Come, thou Fount of every blessing, tune my heart to sing thy grace;
streams of mercy, never ceasing, call for songs of loudest praise.
Teach me some melodious sonnet, sung by flaming tongues above.
Praise the mount! I'm fixed upon it, mount of thy redeeming love.
I began singingly almost facetiously, wondering if we were ever going to find the water we had driven so far to see. Technically, it was a mountain spring, not a “fount” that had inspired our trip, but as Rachel, Keith and I wandered through a graveyard in the Tennessee mountains, a hymn seemed the most appropriate mode for deciding which way to go next.
One week earlier, my friends and I had attended a reading by the poet Jeff Daniel Marion at our college’s Appalachian Center. First-semester freshmen, we were eager to attend any campus event, and our English Professor, Dr. Ernest Lee, had arranged the reading. Mr. Marion shared several selections from his most recent book, Ebbing and Flowing Springs, and spoke about the actual Ebbing and Flowing Spring, near Rogersville, Tennessee, which had inspired the title poem. I had loved poetry since I learned to read, but in all my adolescent sighing over “Tintern Abbey,” it had never occurred to me that poems could be connected to, or rooted in, actual places. I had always valued poems because they took me away from the uninteresting landscape of Terre Haute, Indiana, but here was a poet who drew his words from the land around him. Rachel and Keith seemed struck by this, as well, and we decided that at our first chance, we would drive to Ebbing and Flowing Spring ourselves.
We set out on a dark and misty day in late November, headed towards Rogersville, but we soon learned that poets, whatever their other verbal skills, cannot be counted upon for precise driving instructions. Nevertheless, we enjoyed the drive; I was still very new to Tennessee and was fascinated by the winding roads, the twang of the voices at the gas station, and the way my companions, one from further east in the state, and one from the mountains of North Carolina, responded to the landscape. As we drove further and further from our college town, whose foothills still seemed Alpine to me, Keith and Rachel would say, “Now we’re coming near the real mountains. Now I feel safe again.”

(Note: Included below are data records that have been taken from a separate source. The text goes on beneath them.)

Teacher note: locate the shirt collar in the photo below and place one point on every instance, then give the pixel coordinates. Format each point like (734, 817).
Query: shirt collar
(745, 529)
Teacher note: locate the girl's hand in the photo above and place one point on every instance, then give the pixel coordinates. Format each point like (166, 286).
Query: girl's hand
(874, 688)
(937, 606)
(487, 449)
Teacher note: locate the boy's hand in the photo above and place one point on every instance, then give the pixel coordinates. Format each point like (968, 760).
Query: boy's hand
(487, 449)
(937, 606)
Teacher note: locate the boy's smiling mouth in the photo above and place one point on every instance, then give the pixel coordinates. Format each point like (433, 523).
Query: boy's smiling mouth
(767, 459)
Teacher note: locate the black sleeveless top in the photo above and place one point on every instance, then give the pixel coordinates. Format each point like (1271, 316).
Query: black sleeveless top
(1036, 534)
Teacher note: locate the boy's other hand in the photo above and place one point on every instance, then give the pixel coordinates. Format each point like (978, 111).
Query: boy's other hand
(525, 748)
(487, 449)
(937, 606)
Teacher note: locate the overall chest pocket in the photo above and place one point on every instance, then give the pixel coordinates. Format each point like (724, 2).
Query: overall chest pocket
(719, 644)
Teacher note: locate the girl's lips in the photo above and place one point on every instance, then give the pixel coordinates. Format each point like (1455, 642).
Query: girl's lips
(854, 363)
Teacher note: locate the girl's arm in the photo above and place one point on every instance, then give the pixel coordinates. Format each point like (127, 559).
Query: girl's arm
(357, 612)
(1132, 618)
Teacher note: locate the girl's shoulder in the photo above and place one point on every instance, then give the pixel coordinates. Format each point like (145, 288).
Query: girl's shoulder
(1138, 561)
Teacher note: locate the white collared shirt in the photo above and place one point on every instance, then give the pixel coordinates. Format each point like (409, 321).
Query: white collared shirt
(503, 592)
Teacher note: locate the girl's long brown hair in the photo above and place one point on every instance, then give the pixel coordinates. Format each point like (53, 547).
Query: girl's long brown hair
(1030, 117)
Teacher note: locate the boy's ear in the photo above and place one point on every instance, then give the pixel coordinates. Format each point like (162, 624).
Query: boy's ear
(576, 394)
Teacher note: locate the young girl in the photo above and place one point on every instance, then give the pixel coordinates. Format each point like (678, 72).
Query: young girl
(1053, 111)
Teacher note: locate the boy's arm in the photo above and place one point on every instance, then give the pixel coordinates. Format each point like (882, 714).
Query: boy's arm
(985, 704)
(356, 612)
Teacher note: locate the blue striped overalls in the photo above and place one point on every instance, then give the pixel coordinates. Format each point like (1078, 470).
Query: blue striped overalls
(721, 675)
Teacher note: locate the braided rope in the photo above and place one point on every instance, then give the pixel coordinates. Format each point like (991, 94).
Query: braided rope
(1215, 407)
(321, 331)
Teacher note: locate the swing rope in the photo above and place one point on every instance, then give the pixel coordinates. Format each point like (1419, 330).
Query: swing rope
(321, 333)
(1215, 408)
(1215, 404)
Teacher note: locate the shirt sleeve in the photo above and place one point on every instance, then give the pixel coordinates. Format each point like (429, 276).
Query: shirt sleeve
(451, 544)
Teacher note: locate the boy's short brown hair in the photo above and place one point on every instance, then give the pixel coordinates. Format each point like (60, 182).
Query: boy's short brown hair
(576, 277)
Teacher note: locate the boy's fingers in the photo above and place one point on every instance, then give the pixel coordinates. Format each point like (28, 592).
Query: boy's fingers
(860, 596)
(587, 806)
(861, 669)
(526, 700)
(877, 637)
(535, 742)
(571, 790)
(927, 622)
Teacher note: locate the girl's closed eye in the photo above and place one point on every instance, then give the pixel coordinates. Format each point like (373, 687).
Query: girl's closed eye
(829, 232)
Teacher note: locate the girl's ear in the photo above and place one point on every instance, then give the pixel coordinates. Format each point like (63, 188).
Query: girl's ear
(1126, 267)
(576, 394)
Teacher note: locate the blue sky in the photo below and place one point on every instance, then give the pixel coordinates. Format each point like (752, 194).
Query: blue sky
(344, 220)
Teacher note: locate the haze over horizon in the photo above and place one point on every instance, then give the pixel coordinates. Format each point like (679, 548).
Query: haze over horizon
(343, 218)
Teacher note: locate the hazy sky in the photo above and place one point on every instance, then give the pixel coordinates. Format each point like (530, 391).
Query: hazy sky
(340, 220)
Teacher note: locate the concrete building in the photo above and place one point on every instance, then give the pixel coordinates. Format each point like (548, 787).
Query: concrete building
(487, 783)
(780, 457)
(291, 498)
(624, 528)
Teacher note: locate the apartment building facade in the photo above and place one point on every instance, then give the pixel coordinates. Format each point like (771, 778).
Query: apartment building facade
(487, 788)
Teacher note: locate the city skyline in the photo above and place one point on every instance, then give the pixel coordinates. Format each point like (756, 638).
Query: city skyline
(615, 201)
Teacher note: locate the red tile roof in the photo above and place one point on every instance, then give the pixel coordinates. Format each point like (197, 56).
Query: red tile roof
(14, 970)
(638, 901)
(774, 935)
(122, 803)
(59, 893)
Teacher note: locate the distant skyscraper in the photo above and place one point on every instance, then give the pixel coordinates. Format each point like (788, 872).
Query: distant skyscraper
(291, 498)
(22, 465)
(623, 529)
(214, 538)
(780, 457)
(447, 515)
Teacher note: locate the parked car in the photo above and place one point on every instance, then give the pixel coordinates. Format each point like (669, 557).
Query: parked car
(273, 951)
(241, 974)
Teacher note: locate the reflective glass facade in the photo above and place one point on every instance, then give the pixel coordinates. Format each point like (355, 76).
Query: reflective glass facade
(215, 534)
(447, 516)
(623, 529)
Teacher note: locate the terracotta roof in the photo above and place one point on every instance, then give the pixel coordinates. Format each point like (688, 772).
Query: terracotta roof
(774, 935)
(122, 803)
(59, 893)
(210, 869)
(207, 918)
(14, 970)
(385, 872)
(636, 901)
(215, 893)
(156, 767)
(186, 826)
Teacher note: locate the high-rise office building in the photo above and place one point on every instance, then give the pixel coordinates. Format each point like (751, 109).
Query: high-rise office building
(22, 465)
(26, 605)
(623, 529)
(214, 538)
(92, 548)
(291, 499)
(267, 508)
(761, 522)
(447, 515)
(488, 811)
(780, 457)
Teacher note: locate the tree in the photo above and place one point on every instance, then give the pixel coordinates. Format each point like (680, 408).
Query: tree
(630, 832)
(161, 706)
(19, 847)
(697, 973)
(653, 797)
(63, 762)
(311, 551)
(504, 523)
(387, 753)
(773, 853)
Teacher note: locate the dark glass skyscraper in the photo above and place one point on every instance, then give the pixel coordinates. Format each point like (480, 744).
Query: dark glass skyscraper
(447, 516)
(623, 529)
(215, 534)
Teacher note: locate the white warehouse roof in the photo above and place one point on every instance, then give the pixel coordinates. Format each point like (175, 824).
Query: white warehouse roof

By the time we reached the gravel road and clearing where we were supposed to find the spring, twilight had passed into proper night. The area was encircled in trees, but in the darkness we could not tell how large the clearing was. We peered through the windows of an old church, and read the inscriptions on the tombstones surrounding it, but we saw no sign of the spring house. For a time we stood apart, silently, each hearing the sound of rushing water, but unsure of its direction or source. When a light rain began to fall, we linked arms and I began humming “Come Thou Fount.” To my surprise, voices on either side of me began to sing along, each harmonizing with my melody.
Aside from a few peers in my tiny home church, I had rarely met people my own age who knew hymns, yet here were two other teenagers who not only joined, but enriched, the songs that were most precious to me. All my ideas about what it meant to know a place or a person shifted: I was standing in the dark, on an unfamiliar mountain, with people I had known hardly three months, and yet I knew I was home.
That night is my emblem for the home I found in college, a home I treasure not from nostalgia, but for the life it trained me to love, a life that challenges the isolation and petty ambitions of mainstream adulthood. In coming entries, I will write more about how my time at Carson-Newman challenged and deepened my understanding of home, relationships, community, and church. Tonight, however, I am content to dwell in this memory, and to invite you to join me there.
We never did find the spring that night, but I think we might have stumbled upon the Fount.
I'm smiling at the image of you and your friends singing "Come Thou Fount" under the East Tennessee stars. Thank you for sharing such a beautiful memory, Bethany.
ReplyDeleteThe final two lines of the poem, "Ebbing and Flowing Spring," have become dear companions of mine. I can recall specific moments during which I've repeated those lines and dared myself to savor the goodness around me.
This is what you have come for.
Drink.
It still gives me chills to consider how good it is to simply receive gratefully. Is it any wonder that thanksgiving leads to joy?
I don't know you, but what is amazing is how clearly I can picture you and your college friends in this moment. Thank you for this relevant and beautiful written entry. It took me back to some fond college memories that are always nice to revisit in adult life. Wishing you many blessings.
ReplyDeleteLauren, thank you for reminding me of the words that sent us out into that night. I understand the joy of gratitude so much more now than I did then. And Steph, I'm so glad my words were able to take you back to your own memories. I hope you'll stop by again to read and comment.